For a full overview of how cases move through this court system, see the Los Angeles County DUI defense guide.
The DMV 10-day hearing deadline
The DMV handles the suspension of your driving privilege through an Administrative Per Se action that runs entirely separate from the criminal case. Under California Vehicle Code Section 13558 you have ten calendar days from the arrest date to request the hearing, or the license is suspended automatically. Most hearings are now held by phone or video, and in most cases your attorney appears for you.
You have 10 calendar days from your arrest date to request an APS hearing. Missing this deadline means automatic license suspension beginning 30 days after arrest. Request the hearing through the DMV Driver Safety unit, or have an attorney request it on your behalf, to preserve your driving privilege while the case is pending.
El Monte Police and CHP DUI enforcement
The El Monte Police Department conducts DUI enforcement along the Valley Boulevard and Garvey Avenue corridors, with checkpoints and saturation patrols. The California Highway Patrol covers Interstate 10 and Interstate 605, the freeways that meet in El Monte and carry heavy San Gabriel Valley commuter traffic.

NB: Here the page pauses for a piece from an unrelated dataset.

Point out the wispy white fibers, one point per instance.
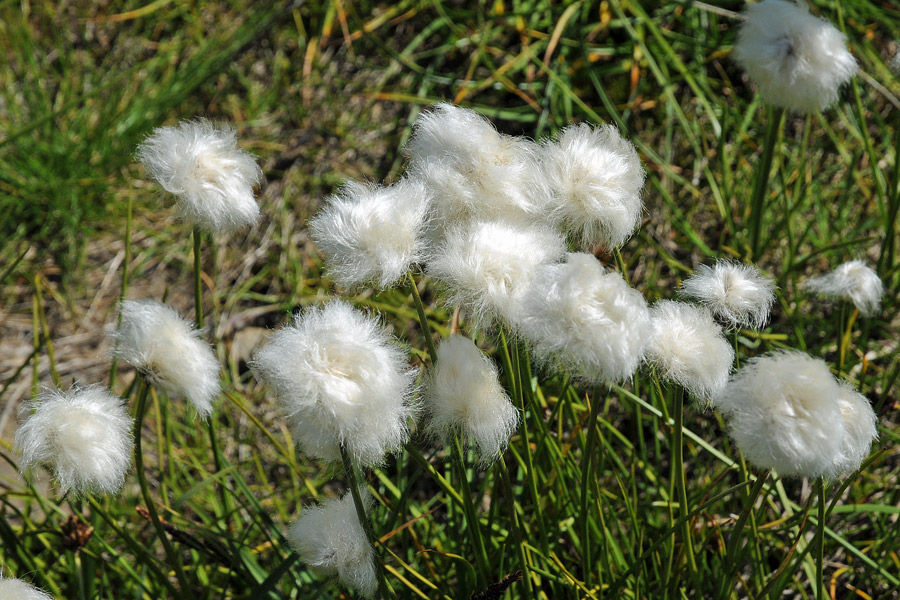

How Los Angeles County prosecutes DUI cases
The Los Angeles County District Attorney's Office prosecutes El Monte DUI cases. A typical first offense with no aggravating facts resolves with three years of summary (informal) probation, a first-offender DUI program, fines and assessments that commonly total $2,000 to $3,500, and a license suspension. Where the stop, the investigation, or the chemical test has a real weakness, a reduction to a wet reckless under Vehicle Code Section 23103.5, or in some cases a dismissal, becomes realistic. Aggravating facts such as a high BAC, a refusal, an accident, or a prior conviction raise the exposure and change the strategy.
What to do after a El Monte DUI arrest
Request the DMV hearing within ten days. Find your arraignment date and courthouse on the citation, and retain DUI counsel before that date so the case is handled correctly from the start. Write down everything you remember about the stop, the field sobriety tests, and the breath or blood test while it is fresh, and preserve receipts, texts, and any video.